The amount of generated RDF data has grown impressively over the last decade, promoting compression as an essential tool for storage and exchange. RDF compression techniques leverage syntactic and semantic redundancies, but structural repetitions are not always addressed effectively. This paper first shows two schema-based sources of redundancy underlying to the schema-relaxed nature of RDF. Then, we revisit the W3C HDT binary format to further compact its graph structure encoding.
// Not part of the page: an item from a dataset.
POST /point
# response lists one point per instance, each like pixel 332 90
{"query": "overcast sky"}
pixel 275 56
Our HDT++ approach reduces the original HDT Triples requirements up to 2 times for more structured datasets, and reports significant improvements even for highly semi-structured datasets like DBpedia. In general, HDT++ competes with the current state of the art for structural RDF compression, leading the comparison for three of the four analyzed datasets.
在压缩空间中序列化RDF
在过去十年中,生成的RDF数据的数量有了惊人的增长,这促使压缩成为存储和交换的基本工具。RDF压缩技术利用语法和语义冗余,但结构重复并不总是得到有效解决。本文首先展示了两个基于模式的冗余源,这些冗余源是RDF的模式放松特性的基础。然后,我们重新审视W3C HDT二进制格式,以进一步压缩其图结构编码。对于更加结构化的数据集,我们的hdt++方法将原来的hdttriples需求减少了2倍,甚至对于像DBpedia这样高度半结构化的数据集,我们也报告了显著的改进。一般来说,hdt++在结构化RDF压缩方面与当前的技术水平相竞争,在四个分析数据集中的三个进行了比较。
本文章由计算机程序翻译,如有差异,请以英文原文为准。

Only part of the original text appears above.